The queer community encompasses many facets of marginalization. We are gays, lesbians, bisexuals, trans people, disabled people, people of color, people with multiple systems of beliefs, and any and all combinations therein.
Intersectionality is defined as the study of intersections (meetings) of types or systems of oppression, discrimination, or domination. Some examples of this would be me, a queer person of color, or a black woman. But to elaborate, let’s call to attention the hardships of being a black woman.
Intersectionality clearly identifies that the socialized experience of a black woman is not enough to understand the oppression placed on her. As a community, we are aware that black people are oppressed. As a community, we see it in the media daily. We are aware that black people have a layer of struggle directly related to the (many) color(s) of their skin. Within this group of people, there are many different types of oppression, discrimination, and domination going on. In order to better understand what people are going through we have to really look at the situation to identify the way in which society is pushing down.
Let’s call this black woman Dee. Dee has been reminded of her color every day of her life. On the street, in the media, during social outings. Everywhere. Intersectionality comes into play when we take the time to acknowledge that Dee is also a woman.
Temporarily erase your knowledge of Dee’s race, and let’s now focus on her gender. Women have been continually oppressed for basically ALL OF TIME. It’s leaked itself into our contemporary culture, regardless of age or class level. Think about the last time you heard: “so and so hits/runs/drinks/acts like a GIRL.” Those types of statements are an example of negative narrations associated with femininity. They make femininity ‘less than’ that of a man’s ability. BAD. Also, false.
Have you heard of the Women’s Suffrage movement? In a nutshell, it was a struggle for gender equality that begun in 1840 focusing on equal voting rights. This movement eventually led to an assumed equality in the work field for factory and production lines during war. Men were needed in combat, so women were allowed to labor. Women in the US were finally allowed to vote in 1920. YAY 19th amendment to the constitution! What a huge victory for American women. Also, how terrible that it took so long!

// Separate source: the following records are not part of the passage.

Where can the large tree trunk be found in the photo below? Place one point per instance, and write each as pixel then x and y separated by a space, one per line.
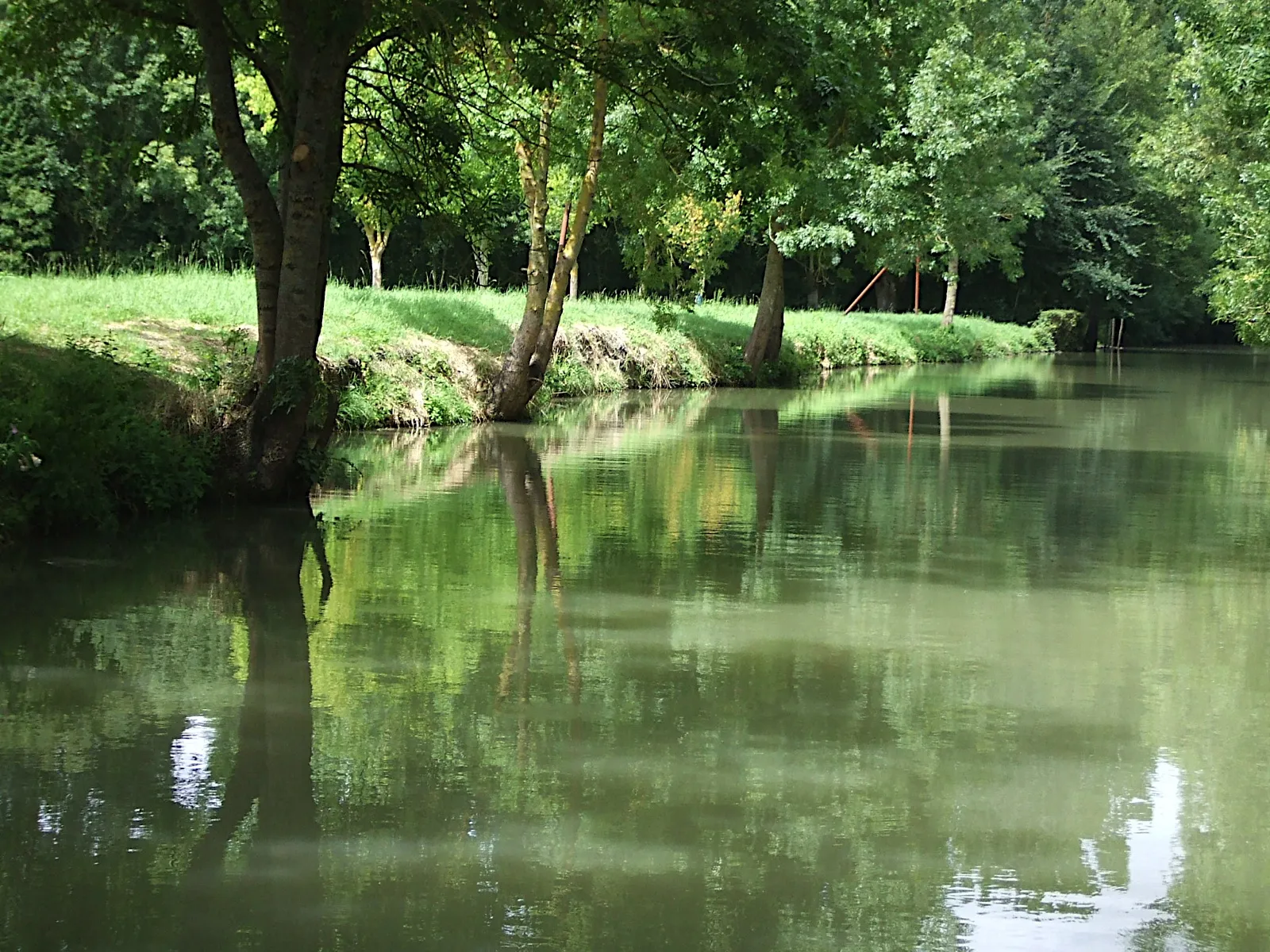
pixel 378 240
pixel 765 340
pixel 887 294
pixel 950 290
pixel 512 387
pixel 526 363
pixel 260 206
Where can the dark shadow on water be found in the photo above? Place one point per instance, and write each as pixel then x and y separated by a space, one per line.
pixel 279 895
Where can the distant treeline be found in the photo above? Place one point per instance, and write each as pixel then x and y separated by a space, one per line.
pixel 1103 155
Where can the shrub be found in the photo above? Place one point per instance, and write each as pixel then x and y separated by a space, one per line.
pixel 111 441
pixel 1064 328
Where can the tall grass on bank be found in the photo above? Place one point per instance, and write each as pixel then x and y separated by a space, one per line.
pixel 114 382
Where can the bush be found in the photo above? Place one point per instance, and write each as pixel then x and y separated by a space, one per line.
pixel 1064 327
pixel 89 441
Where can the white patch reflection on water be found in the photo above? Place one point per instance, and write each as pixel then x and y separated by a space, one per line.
pixel 192 786
pixel 995 918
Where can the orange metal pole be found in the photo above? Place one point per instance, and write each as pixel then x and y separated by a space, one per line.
pixel 918 285
pixel 868 289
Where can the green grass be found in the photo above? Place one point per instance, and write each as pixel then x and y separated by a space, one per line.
pixel 425 355
pixel 116 381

But hold on: There is typo here in history’s fine print. I hadn’t realized that AMERICAN directly translated to WHITE. In fact, Asian women weren’t allowed to vote until 1952. Black women were regularly prevented from voting until 1965 when a grassroots movement forbid states from passing discriminatory restrictions on voting. Since the Women’s Suffrage movement began, it took 125 years for black women to get the vote, 45 years after white women were allowed to do so. That’s 29 presidents since the movement started until black women were given the right to vote.
Back to our friend Dee, the black woman. Her struggle as a woman is different from that of a caucasian woman or of a Chinese woman. This is why seeing intersections is so important. The experience of a black woman cannot be understood in terms of being black, or being a woman, individually. It MUST include the interactions between the two.
The feminist sociological theory was first named by Kimberle Crenshaw in 1989, though the concept can be traced back to the 19th century. This theory states that it is extremely important to examine how various biological, social, and cultural categories (such as race, class, ability, sexual orientation, religion, and other axes of identity) interact on multiple and simultaneous levels. These interactions contribute to systemic injustice and social inequality.
The concept of intersectionality helps us see that conceptualizations of oppression within society (racism, sexism, homophobia, transphobia) do not act independently from each other. They interrelate, creating a system of oppression that reflects the intersection of multiple forms of discrimination.
Understanding this has helped me breakdown not only my own oppression, but the difficulties of others as well. I am a Pakistani, Islamic, man attracted to men, with effeminate mannerisms and traits. It isn’t just one of those things that helps shape my identity, but ALL of them. My struggle is different from Dee’s. It’s different from yours.
If more of us can open our eyes to the things that are pushing down on the human race as a whole, we can slowly begin to lift those weights off of us. Sometimes the best way to help yourself is to help somebody else.